In Hitchcock's romantic story of obsession, manipulation and fear detective John 'Scottie' Ferguson (James Stewart) is forced to retire after his fear of heights causes the death of a fellow officer. Hired by an old college friend to trail his wife, having become worried about her strange and inconsistent behaviour, Scottie soon falls in love with the enigmatic woman (Kim Novak), but can't prevent tragedy from occurring. And when some months later he spots a woman who bears an uncanny resemblance, it causes him to want to transform her image into that of the other girl, leading him into a spiralling cycle of madness and lies.

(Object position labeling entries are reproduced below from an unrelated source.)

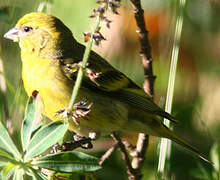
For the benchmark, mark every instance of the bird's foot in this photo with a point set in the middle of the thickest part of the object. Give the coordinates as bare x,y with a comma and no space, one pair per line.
80,110
72,68
93,75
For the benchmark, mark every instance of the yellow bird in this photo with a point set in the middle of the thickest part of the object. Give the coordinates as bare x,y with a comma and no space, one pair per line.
49,54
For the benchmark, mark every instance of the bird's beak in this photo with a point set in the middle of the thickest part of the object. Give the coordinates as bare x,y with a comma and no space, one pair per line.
12,34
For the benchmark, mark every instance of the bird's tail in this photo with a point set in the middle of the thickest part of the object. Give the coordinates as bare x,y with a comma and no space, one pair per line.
171,135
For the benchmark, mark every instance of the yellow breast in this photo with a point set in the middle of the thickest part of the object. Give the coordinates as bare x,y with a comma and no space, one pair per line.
45,76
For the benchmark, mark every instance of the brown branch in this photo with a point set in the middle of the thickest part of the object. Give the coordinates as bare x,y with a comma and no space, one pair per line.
145,47
131,172
143,139
108,154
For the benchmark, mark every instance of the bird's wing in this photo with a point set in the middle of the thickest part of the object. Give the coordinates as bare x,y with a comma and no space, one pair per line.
112,82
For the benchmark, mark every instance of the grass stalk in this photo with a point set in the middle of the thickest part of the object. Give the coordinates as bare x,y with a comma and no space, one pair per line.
165,145
83,66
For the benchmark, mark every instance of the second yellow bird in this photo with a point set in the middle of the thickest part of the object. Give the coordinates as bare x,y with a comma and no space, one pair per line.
49,52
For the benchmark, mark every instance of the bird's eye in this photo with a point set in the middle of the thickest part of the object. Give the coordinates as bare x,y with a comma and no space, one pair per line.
27,28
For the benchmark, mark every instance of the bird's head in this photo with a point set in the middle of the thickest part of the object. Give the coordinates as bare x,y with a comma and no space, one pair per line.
41,34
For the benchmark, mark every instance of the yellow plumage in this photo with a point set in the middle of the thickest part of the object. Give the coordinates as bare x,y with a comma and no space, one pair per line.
48,51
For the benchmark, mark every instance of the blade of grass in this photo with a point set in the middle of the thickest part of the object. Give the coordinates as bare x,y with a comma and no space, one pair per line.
165,145
83,66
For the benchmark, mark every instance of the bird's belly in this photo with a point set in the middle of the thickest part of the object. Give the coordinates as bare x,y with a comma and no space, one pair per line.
55,89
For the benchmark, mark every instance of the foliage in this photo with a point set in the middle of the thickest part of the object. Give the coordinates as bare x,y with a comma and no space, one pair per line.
36,138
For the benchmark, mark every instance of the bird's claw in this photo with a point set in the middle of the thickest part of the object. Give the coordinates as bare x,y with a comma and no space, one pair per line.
80,110
93,75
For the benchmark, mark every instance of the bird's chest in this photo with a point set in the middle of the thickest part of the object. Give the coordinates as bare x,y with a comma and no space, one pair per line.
46,77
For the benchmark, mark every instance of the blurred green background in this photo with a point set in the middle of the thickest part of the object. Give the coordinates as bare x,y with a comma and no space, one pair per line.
197,91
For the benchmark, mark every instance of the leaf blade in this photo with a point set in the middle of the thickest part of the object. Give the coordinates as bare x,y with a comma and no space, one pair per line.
71,161
32,116
6,142
45,138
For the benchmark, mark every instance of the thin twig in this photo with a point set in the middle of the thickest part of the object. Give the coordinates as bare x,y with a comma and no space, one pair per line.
3,91
131,172
165,145
108,154
83,66
143,139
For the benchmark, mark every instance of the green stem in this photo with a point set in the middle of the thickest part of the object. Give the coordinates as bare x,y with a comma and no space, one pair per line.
83,66
165,146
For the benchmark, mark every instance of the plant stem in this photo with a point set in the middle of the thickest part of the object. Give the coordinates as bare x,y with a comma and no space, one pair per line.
83,66
165,146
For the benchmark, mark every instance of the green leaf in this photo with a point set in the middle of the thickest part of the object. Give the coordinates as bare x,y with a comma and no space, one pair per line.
3,14
7,157
44,138
215,157
6,142
8,170
18,174
39,176
5,154
32,117
68,162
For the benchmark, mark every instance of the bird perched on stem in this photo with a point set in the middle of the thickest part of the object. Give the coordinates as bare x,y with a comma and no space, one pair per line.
50,55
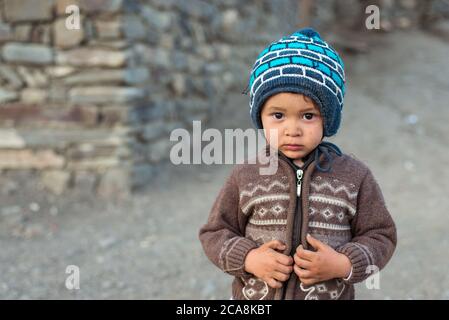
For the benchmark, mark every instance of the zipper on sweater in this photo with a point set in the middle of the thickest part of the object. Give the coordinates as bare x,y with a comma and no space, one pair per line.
299,174
298,219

How much of this wonderful film’s famously suspenseful atmosphere is owed to Bernard Herrmann? Right from its famous title sequence it’s clear we are in the presence of something special – its endless circles of sound, interspersed with shuddering dissonances, rotating in tandem the hypnotic visuals - the music literally induces vertigo. A landmark film in pretty much every respect you care to mention, but it is Herrmann, ingeniously informing us through score, who informs us as to what it is really all about.